Когда отец уже переодет и пересажен на стул с белой подушечкой, — все повторяется, из подгузника текут потоки коричневой жижи. Сын терпеливо снова раздевает старика, моет его и пол, пересаживает на кровать. И в третий раз то же самое — тут уже, пока сын уходит за полотенцами, старик берет с тумбочки канистру с коричневой жидкостью и заливает всю кровать, себя, пол — все вокруг. Будто весь мир изгажен экскрементами и мучительный долг сына — его отмыть.

Коричневые потоки заливают лик Иисуса с самого верха, на наших глазах он коробится, будто под кожей его что-то ползает. Постепенно лик становится, как старая доска иконы, изъязвлен, полуразрушен, сквозь него проступают светящиеся слова. И когда рабочие сдирают ткань, остаются только ослепительные буквы на черном фоне: you are my shepherd — ты мой пастух. А потом после «are» слабо загорается «not» — ты не мой пастух. И окончательный ответ так и остается неясным.
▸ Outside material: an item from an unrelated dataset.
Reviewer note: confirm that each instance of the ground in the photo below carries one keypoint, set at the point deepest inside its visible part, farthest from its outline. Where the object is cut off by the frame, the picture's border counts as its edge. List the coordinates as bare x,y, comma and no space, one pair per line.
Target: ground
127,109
Сразу после спектакля фестиваль устроил встречу с режиссером, и это был очень верный ход: современному искусству необходим комментарий, сегодня он входит важной частью в само произведение, которое не существует без воспринимающего. На разговор с Кастеллуччи остались почти все зрители. Режиссер рассказывал, что однажды он увидел картину Антонелло да Мессина в книге и не мог перелистнуть страницу дальше: взгляд Христа удерживал его. Вот тогда возникла мысль о том, что надо построить спектакль на оси этого прямого взгляда в глаза зрителю и на пересекающем его, искажающем, мешающем ему действии «человеческой турбулентности». Как это следует понимать, режиссер не стал пояснять, говоря, что спектакль ему не принадлежит и только зритель наделяет его смыслом, без чего постановка остается всего лишь рядом картинок. И зритель вправе трактовать его как угодно: метафизически, теологически, политически. И даже так: новому поколению надо убирать за своими отцами.